Wednesday, November 2, 2011

Hitting: Always wrong

A downer post today. Head to yesterday’s post for pretty nature pictures. I’m doing a post every day this month, so I’ll probably be back to my regular nonsense and/or pretty pictures tomorrow.

I had a post half-written (OK, half written in my head, anyway), but this distracted me, and then made me watch in disgust, and then sickened and saddened me until there wasn’t room for anything else.

It’s a “father” -- a judge, no less -- hitting his 16-year-old repeatedly with a belt. Go watch it if you want to see it for yourself. I’m not posting the video here. The upshot: seven years ago, a child downloaded some stuff onto the family computer. Her father decided this was a good reason to beat the crap out of her, humiliate her, and demean her. Apparently, he’s continued the harassment, and/or she’s in the process of dealing or needed some leverage against him, so she just now shared it.

It’s sick. He’s sick.

And you know what? It’s sick when anyone hits a kid. For any reason.

At all.

I know this is over the top, even for people who endorse corporal punishment. I know some people have “planned spankings” and go to great pains to never do it out of anger. I know we’ve done it that way for ages. Heck, I was spanked for lying. I turned out OK. Most parents, spanking parents included, mean well.

To which I say, so the hell what? Matters of degrees don’t make “only a little assault” or “a small burglary” OK. We’ve been doing all kinds of things for ages that we eventually come to realize are bad, and we often muster up the integrity to stop doing those things. And as for the parents who mean well -- every medical study, every psychological study, every kind of study or observation done by anyone who’s not a psychopath; has concluded that spanking never solves the problem (even disobedience), and often makes things worse. And hitting to any large degree at all is abuse.

The judge wasn’t disciplining his daughter; he was beating up a kid. Congratulations, asshole.

Hitting other adults isn’t OK. Hitting children in schools isn’t OK. Children hitting other children isn’t OK. We need to stop hitting our own kids. It’s reprehensible. This guy is way more reprehensible, sure, but it’s sickening any time it happens.

Today, my son frustrated me. He refused to listen.

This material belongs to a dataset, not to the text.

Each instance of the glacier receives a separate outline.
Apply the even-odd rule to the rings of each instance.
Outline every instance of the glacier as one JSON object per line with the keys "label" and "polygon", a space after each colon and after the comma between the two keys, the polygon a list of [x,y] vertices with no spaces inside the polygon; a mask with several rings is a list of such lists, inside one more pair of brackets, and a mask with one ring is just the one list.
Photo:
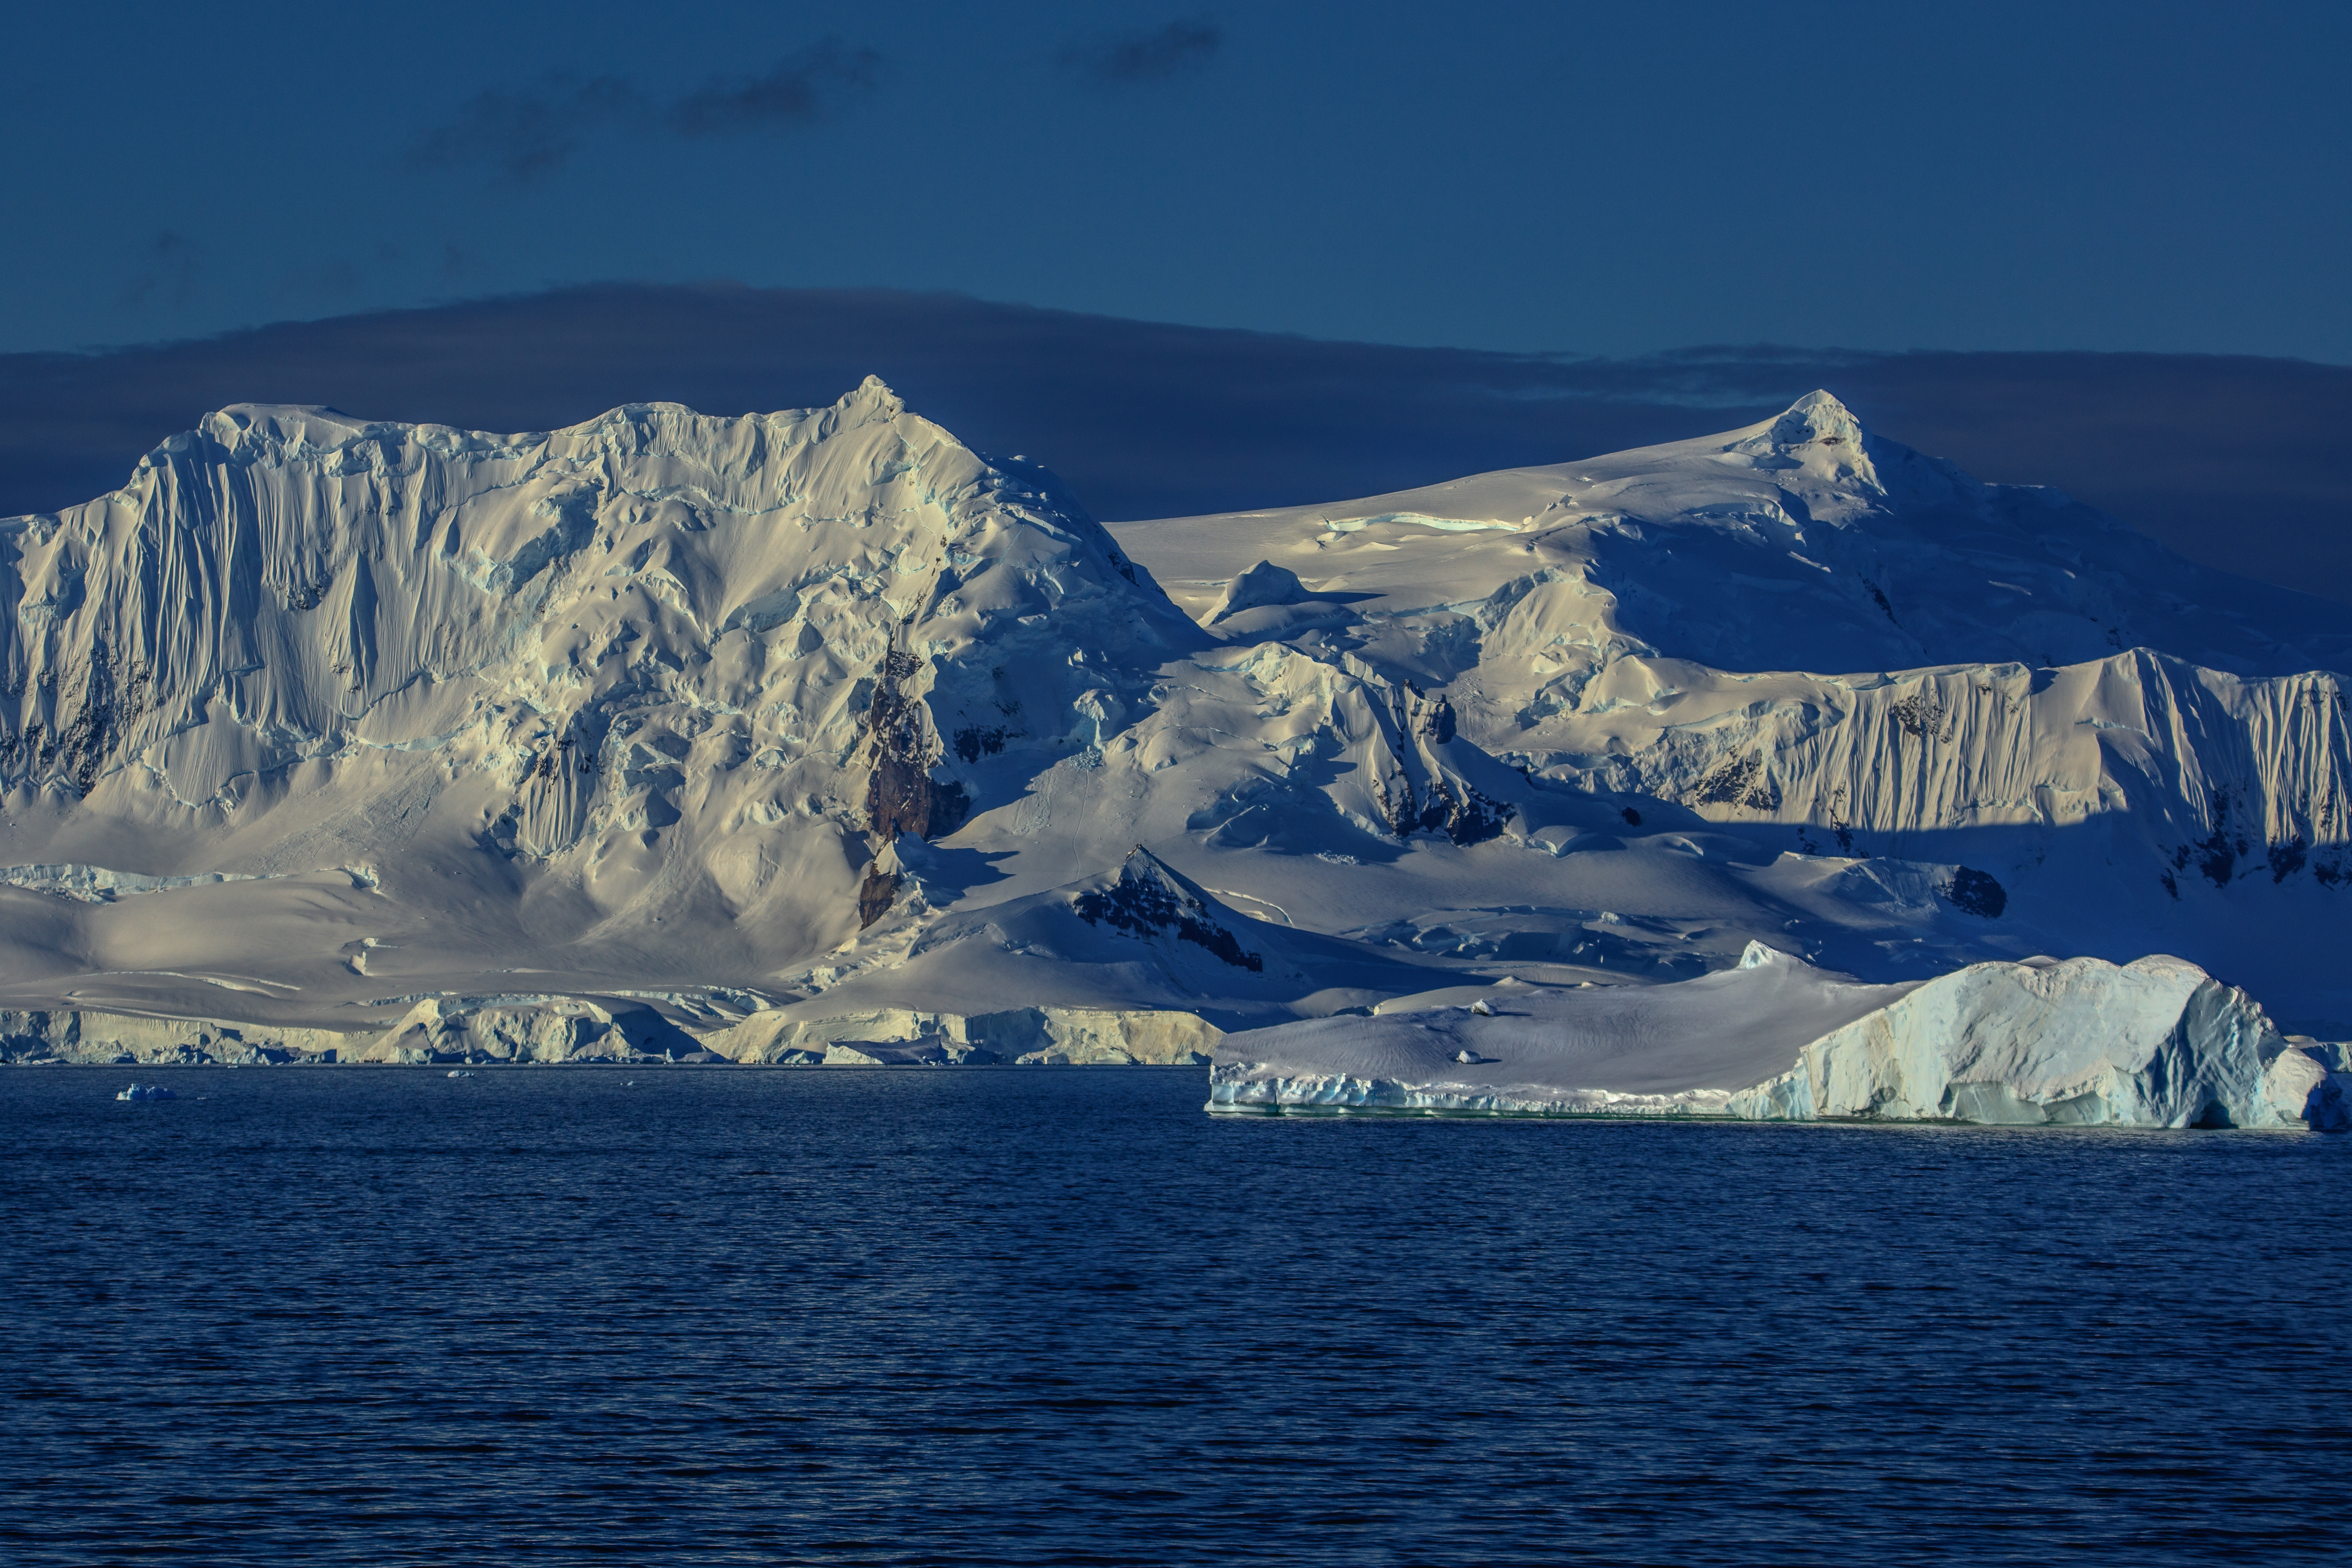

When he did listen, he did the exact opposite of what I requested. He downloaded forbidden games onto my work computer, right after I stood in front of him and told him not to, for one. And the brattiness continued. Throughout the evening, he ignored me, moped when I tried to make him happy, and generally acted like a punk.

I wasn’t angry.

I was frustrated, sure. I probably didn’t handle it as well as I could have. And OK, maybe I was a little angry, if you want to call it that. But if anger is lashing out -- even wanting to lash out -- then no. If anger is using your displeasure to bludgeon the other person, literally or figuratively, then no. Never.

I want to make him obey sometimes, sure, but mostly I want to make him happy. I want to make him learn, and make him see things, and make him happy, and make him a responsible, compassionate, smart, ambitious man. (If you follow 99 percent of what I write about him, you'll see that this is usually the direction he chooses.) But you know what? I can’t make him any of these things. I can guide him. I can love him. I can’t force him. And I’ll never try.

If you ever feel anger toward a child -- real anger -- then, well, I would feel sorry for you, if I wasn’t busy feeling sad as hell for the kid. If you actually hit your child, my would-be sympathy goes out the window. Let’s all quit it. It’s wrong.

2 comments:

FireMom said... Best Blogger Tips

I feel ...

I've seen and read and witnessed a lot of crap over the years. My husband has come home with horrific stories.

But this...

This pushed me past some normal ledge of understanding. I am the one who always tries to find the good, who tries to have compassion. And I have none. Not a lick. (For the father, obviously.)

We're struggling -- mightily -- with our youngest and his surprisingly strong will as of late. But it involves a lot of time out, a lot of revoked privileges and a lot of talks about good choices, bad choices, consequences. It involves yelling now and then because, hell, I'm human.

But the thought of hitting my child -- any of them -- in that nature made me physically double over. I felt guilty for WEEKS for smacking his hand away from the grill once after I told him twice to stay back. I'm in the no hitting camp and I just can't understand his attempt at justification that it wasn't as bad as it looked. My mind just can't even go there.

Unknown said... Best Blogger Tips

@FireMom: I want to hug you, and your whole family. I really get the strong-will battles, the occasional temper flare-ups (my son's and mine), and the guilt that lasts for days after I yell. It's messy, and imperfect, and damn difficult ... but I think we do it the best way there is. Love, and restraint. A whole heaping lot of both.

I can't imagine what kinds of things your husband has seen. Any harm to any child is heartbreaking. How someone could not only cause it, but willfully cause it, and then justify it ... I don't even know what that is. The intent to break her spirit was almost worse than the physical blows. I agree; I can't wrap my mind around it either.